CHAPTER THREE

No Time to Cry

The next few days were hot, and summer visitors from New York began arriving in Amity.

Sunday was the twentieth of June. By twelve in the afternoon there were many people on Old Mill Beach. Children played near the water.

A boy of six walked up the beach. He sat down next to his mother.

‘Can I go swimming?’ he asked.

His mother turned to look at him. ‘No. It’s too cold.’

‘Can I go out on my boat? I won’t go far. And I won’t go swimming. I’ll just sit on my boat.’

His mother sat up. She looked up and down the beach. Fifty metres away a man stood in the water. He had a child on his back.

‘Yes. But don’t go too far out. And don’t swim.’

‘OK,’ he said. He pulled the little boat out into the water and climbed on to it.

The shark swam under the water. It was sixty metres from the shore.

The boy sat on his boat and looked back towards the beach. His mother was about fifty metres away. He put his feet into the water and kicked towards the shore.

The shark saw nothing, but it felt the sea move. It knew there was something near, and began to swim up towards the surface. It moved slowly first, then faster.

The boy stopped, and the shark swam below him. Then it turned again.

The shark swam up fast. Its mouth opened.

The boy could not cry out — he had no time. The shark’s head hit the boat and pushed it out of the water. Nearly half of the fish — with the boy and most of the boat in its mouth — came above the surface. Its jaws closed together and cut off the boy’s legs. They dropped slowly down into the water.

On the beach the man with the child turned to his son and pointed at the sea. ‘Did you see that?’

‘What, Daddy?’ His child looked up at him.

‘Out there! A shark or something! Something very big!’ The boy’s mother opened her eyes. She looked over at the man, and saw him point at the water. People were running away from the sea.

She sat up. Suddenly she remembered. ‘Alex,’ she said.

The phone rang. Brody got up from his lunch and answered it. When he came back he looked afraid and angry.

‘What is it?’ asked Ellen.

‘A shark attack. On a child.’

‘Oh no! And you didn’t close the beaches…’ She stopped.

‘Yes, I know,’ he said. ‘I didn’t do my job.’

Twenty minutes later Brody arrived at the police station. The boy’s mother was in the office.

‘I’m sorry,’ said Brody.

The woman began to cry.

Suddenly the door opened and Hendricks ran into the room. ‘Shark attack!’ he cried.

‘We know, Leonard,’ said Brody. ‘This is the boy’s mother.’

‘Boy?’ said Hendricks. ‘What boy? This was a man, an old man. Five minutes ago.’

On Monday morning, Brody arrived at the police station soon after seven. He went into his office and found a newspaper on his desk. On the front of the newspaper it said, SHARK ATTACK KILLS TWO IN AMITY.

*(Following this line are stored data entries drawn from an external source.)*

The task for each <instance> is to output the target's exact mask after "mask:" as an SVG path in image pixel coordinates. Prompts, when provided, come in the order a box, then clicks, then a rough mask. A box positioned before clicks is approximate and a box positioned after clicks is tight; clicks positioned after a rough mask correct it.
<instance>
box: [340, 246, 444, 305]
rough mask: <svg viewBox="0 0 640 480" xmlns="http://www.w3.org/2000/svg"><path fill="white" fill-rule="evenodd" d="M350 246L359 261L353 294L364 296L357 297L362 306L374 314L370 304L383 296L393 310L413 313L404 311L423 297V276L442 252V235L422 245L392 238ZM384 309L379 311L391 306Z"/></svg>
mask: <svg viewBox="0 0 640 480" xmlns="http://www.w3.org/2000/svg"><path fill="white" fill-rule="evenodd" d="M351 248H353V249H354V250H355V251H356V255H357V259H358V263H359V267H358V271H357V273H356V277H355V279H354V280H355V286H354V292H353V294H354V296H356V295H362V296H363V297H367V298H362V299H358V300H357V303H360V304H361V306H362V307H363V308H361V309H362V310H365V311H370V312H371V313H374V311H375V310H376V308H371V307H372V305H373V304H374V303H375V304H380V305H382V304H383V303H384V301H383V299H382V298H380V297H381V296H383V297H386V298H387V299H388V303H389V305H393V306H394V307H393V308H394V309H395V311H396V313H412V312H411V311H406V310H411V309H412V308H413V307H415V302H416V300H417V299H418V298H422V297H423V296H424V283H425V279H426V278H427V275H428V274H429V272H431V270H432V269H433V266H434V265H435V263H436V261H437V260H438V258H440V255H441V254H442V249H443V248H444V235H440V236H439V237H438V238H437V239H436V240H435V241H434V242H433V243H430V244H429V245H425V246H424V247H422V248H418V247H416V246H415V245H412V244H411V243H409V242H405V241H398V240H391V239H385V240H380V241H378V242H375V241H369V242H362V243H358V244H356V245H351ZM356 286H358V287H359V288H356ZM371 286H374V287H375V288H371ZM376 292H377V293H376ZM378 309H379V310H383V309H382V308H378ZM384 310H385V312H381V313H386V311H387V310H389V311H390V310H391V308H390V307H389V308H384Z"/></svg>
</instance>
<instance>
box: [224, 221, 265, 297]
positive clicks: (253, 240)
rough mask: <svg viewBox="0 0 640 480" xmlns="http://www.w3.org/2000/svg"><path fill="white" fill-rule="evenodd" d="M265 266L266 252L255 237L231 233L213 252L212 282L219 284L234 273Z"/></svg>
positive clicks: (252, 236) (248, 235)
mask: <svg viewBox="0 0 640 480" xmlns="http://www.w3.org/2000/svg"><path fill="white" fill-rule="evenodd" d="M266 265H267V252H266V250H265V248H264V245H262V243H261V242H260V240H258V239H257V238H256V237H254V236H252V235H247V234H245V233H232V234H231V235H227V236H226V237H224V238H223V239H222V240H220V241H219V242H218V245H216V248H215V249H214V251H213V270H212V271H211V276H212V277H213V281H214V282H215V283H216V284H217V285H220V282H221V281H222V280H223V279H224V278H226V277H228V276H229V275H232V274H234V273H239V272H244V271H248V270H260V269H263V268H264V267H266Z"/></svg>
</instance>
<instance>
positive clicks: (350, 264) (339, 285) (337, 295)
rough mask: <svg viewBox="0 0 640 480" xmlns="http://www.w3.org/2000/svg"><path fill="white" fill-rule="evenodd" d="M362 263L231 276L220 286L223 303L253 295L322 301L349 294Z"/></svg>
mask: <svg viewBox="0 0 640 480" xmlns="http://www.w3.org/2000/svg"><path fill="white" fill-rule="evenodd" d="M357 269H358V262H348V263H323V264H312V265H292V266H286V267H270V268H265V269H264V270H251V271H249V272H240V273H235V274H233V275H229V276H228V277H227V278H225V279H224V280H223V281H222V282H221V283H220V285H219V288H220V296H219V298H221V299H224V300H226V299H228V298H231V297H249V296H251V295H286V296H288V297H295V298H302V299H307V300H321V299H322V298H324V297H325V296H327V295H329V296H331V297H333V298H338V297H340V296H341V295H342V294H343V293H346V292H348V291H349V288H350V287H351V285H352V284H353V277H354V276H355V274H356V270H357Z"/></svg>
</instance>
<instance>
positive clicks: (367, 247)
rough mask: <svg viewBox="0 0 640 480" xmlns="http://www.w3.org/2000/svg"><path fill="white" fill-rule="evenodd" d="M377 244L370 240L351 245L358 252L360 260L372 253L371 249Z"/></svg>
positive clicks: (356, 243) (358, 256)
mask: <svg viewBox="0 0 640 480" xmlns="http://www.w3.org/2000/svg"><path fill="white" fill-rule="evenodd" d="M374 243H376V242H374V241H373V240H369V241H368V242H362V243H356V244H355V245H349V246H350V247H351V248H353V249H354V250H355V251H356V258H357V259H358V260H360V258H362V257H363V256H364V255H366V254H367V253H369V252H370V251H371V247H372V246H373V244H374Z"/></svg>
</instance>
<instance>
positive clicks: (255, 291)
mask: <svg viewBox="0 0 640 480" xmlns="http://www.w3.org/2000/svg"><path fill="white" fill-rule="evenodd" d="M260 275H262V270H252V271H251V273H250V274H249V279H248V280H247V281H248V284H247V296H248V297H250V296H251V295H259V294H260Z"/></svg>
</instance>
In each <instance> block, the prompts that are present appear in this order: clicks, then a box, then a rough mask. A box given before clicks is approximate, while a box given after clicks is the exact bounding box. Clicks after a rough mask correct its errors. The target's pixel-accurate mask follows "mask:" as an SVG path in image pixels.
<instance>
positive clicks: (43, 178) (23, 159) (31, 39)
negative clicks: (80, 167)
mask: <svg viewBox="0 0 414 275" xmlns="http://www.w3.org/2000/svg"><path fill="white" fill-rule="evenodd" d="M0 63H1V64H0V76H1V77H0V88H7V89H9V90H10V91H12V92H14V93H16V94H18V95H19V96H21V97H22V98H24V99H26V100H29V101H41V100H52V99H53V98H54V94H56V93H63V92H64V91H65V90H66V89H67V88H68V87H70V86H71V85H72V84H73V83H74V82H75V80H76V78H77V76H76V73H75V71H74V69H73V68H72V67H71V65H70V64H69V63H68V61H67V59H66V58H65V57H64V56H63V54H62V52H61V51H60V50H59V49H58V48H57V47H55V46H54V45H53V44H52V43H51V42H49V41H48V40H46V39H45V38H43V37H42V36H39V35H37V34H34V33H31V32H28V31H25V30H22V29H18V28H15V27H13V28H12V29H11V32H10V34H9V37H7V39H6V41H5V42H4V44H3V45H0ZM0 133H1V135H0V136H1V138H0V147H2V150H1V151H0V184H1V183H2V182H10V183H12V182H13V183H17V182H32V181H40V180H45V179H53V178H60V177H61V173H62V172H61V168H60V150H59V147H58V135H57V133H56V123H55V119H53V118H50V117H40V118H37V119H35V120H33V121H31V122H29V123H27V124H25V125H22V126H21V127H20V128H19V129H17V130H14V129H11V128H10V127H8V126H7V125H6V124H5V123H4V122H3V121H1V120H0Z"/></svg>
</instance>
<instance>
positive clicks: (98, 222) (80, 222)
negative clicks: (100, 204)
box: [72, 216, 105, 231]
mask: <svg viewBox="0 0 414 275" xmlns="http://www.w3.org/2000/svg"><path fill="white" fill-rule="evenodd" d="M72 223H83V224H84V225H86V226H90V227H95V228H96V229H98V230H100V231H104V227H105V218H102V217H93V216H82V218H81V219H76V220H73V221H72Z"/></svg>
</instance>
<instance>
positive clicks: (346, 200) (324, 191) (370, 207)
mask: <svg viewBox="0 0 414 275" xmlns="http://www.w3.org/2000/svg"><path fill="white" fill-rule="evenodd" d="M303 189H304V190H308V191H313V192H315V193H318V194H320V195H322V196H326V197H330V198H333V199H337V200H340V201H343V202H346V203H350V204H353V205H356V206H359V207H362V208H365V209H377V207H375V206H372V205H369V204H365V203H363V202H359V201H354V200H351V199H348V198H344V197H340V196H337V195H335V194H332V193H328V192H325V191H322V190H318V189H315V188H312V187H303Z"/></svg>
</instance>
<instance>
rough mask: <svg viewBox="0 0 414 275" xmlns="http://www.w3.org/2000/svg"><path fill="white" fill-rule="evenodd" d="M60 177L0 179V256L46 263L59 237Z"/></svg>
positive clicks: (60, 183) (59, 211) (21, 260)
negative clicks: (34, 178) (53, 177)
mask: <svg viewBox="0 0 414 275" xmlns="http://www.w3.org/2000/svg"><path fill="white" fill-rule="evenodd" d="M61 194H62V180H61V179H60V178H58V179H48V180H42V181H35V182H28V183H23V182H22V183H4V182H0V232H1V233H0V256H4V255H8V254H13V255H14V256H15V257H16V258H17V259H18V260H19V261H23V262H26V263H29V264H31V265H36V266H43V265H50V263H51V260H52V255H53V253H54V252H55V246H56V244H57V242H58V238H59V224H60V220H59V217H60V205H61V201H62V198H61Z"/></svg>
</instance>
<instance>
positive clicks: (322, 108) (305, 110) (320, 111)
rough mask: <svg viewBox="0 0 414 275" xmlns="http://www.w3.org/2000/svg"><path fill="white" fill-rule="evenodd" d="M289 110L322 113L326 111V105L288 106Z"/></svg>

Brody sat down and began to read the story.

‘Is that from New York?’

Brody looked up and saw Meadows at the door. ‘Yes. Did you write about it, too?’

‘I did,’ said Meadows. ‘And I spoke to Matt Hooper last night.’

‘Does he think that one fish is doing all this?’

‘He doesn’t know, but he thinks it is. He thinks it’s a Great White.’

‘I do, too. I don’t know a white shark from a green shark. But I think it’s one fish. Can we do anything…?’

‘Yes, there’s one thing,’ said Meadows. We can put food in the water for the shark. That’ll bring him to us.’

‘But then what do we do?’

‘We catch him. With a harpoon.’

‘Harry, I don’t have a police boat! And I don’t have harpoons.’

‘There are fishermen here. They have…’ A noise outside the office stopped Meadows.

Suddenly the door opened, and a woman ran into the room with a newspaper in her hand. It was the mother of Alex Kintner.

Hendricks came up behind her and said, ‘I’m sorry, Mr Brody, I tried to stop her.’

‘That’s OK, Leonard,’ said Brody. ‘Come in, Mrs Kintner.’

She walked up to Brody.

‘What can I do…?’

The woman hit him in the face with the newspaper. Brody jumped back. The newspaper fell to the floor. You knew it was dangerous!’ she cried. ‘You knew that the shark killed somebody on Thursday. But you didn’t do anything.’

Brody did not answer for a second. Then he said, ‘Yes, it’s true, but it’s — Mrs Kintner…’

The woman looked into Brody’s eyes and began to cry. ‘You killed Alex!’ she said. ‘Why?’

‘It’s…’ Brody did not have the words. ‘It’s a long story,’ he said.